In general, older adults may be less likely to seek help for comorbid mental health and AOD use disorders [1160]. Several barriers that may prevent older adults from accessing treatment include [1161]:

  • Transport, mobility, language, visual, or hearing difficulties, particularly for those who are frail or housebound, in rural or remote areas.
  • Social isolation.
  • Lack of time – older people may have other time commitments, including the need to care for others (e.g., spouse, friends, or grandchildren).
  • The unappealing and unwelcoming nature of mixed-age clinical services, which older people may find chaotic.
  • Ageism, negative stereotypes, attributing problems to the aging process.
  • A lack of awareness about mental health and AOD use problems among older people
  • Reluctance to ask older people sensitive questions that may be embarrassing.
  • The perception that older people are too old to change their behaviour.
  • The belief that it is wrong to ‘deprive’ older people from their final pleasures in life.
  • Inability to identify symptoms of AOD and mental health conditions in older people.
  • Social isolation which can result in serious problems going undetected.

It is critical to be aware that older adults with comorbid mental health and AOD disorders are not a homogenous group, and AOD workers and other health care providers will play a vital role in ensuring access to interventions.
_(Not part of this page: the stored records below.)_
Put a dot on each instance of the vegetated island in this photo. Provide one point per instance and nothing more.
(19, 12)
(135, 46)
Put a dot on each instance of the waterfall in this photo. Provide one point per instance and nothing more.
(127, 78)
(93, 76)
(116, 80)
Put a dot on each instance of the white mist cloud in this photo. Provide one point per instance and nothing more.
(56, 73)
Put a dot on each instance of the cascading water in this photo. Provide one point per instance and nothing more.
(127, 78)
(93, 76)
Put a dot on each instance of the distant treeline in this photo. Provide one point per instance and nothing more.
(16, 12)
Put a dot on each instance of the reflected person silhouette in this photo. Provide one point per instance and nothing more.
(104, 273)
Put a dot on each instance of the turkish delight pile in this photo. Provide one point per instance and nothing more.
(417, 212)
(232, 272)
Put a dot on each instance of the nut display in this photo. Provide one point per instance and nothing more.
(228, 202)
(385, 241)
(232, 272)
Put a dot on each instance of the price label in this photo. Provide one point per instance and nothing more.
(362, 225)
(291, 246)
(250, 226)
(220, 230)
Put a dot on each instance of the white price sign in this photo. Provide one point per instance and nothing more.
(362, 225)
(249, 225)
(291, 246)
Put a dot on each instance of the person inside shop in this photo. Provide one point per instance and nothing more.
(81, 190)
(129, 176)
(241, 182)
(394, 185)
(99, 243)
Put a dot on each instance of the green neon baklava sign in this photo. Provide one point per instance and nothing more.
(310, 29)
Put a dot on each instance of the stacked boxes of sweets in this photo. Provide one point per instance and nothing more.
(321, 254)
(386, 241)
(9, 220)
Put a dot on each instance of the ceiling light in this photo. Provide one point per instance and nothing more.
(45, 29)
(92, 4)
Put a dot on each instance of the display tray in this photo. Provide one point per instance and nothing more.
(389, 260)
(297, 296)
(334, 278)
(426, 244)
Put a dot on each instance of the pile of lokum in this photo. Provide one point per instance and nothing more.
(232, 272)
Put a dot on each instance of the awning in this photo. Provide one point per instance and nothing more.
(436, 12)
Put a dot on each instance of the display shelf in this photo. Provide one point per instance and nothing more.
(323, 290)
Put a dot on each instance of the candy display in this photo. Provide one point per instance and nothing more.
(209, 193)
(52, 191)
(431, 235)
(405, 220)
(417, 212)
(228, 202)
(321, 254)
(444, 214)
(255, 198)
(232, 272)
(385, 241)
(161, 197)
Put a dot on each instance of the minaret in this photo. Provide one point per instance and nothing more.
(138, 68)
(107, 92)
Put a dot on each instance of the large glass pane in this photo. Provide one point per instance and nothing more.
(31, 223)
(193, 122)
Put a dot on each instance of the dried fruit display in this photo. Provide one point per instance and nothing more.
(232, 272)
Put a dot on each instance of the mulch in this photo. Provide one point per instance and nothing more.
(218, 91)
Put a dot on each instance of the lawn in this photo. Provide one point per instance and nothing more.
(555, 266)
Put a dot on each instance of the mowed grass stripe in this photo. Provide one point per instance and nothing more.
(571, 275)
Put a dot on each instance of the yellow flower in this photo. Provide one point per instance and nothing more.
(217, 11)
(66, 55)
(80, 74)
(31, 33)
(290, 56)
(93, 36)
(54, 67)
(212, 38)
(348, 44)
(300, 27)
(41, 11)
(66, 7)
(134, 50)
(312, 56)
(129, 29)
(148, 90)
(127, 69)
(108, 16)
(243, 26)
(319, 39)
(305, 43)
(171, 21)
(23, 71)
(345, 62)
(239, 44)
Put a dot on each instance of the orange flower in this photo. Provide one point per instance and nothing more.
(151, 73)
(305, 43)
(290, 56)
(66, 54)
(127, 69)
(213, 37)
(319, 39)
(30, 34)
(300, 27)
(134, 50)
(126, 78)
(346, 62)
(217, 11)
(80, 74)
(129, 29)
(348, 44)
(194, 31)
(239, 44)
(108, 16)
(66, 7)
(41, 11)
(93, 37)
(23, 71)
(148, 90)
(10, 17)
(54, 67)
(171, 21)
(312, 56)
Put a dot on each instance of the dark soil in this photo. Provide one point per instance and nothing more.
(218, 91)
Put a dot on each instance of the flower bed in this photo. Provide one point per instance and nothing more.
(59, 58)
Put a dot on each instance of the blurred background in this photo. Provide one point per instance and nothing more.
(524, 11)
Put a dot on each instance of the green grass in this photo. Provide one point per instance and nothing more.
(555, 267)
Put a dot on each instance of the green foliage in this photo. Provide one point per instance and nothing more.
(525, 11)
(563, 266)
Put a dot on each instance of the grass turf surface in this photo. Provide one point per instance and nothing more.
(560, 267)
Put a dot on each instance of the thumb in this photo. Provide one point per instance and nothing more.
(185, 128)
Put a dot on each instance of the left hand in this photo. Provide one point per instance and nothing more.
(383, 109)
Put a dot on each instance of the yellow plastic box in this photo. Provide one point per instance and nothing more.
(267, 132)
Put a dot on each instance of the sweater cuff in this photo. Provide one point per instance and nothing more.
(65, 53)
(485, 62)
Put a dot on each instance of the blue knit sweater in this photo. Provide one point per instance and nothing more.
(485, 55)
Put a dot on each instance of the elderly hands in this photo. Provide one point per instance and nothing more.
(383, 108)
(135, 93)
The following may be useful for AOD workers managing and treating older adults [1161]:

  • Ensure AOD programs are age-specific, supportive, non-confrontational, aim to build self-esteem and foster an environment of respect.
  • Ensure risk assessments are conducted (see Chapter B3), and depression, loneliness, and loss are addressed. Assist the client to take steps to rebuild their social networks.
  • Be flexible and conduct sessions at an appropriate pace.
  • Where appropriate, involve families and carers.
  • With the client’s consent, involve staff members who are interested and experienced in working with older adults.
  • Practise care coordination (see Chapter B4), and take care to foster links with medical, aging, and other relevant services. Be proactive with follow-up and care coordination.
  • Take a holistic approach to treatment (see Chapter B1), and incorporate age-specific psychological, social, and health problems.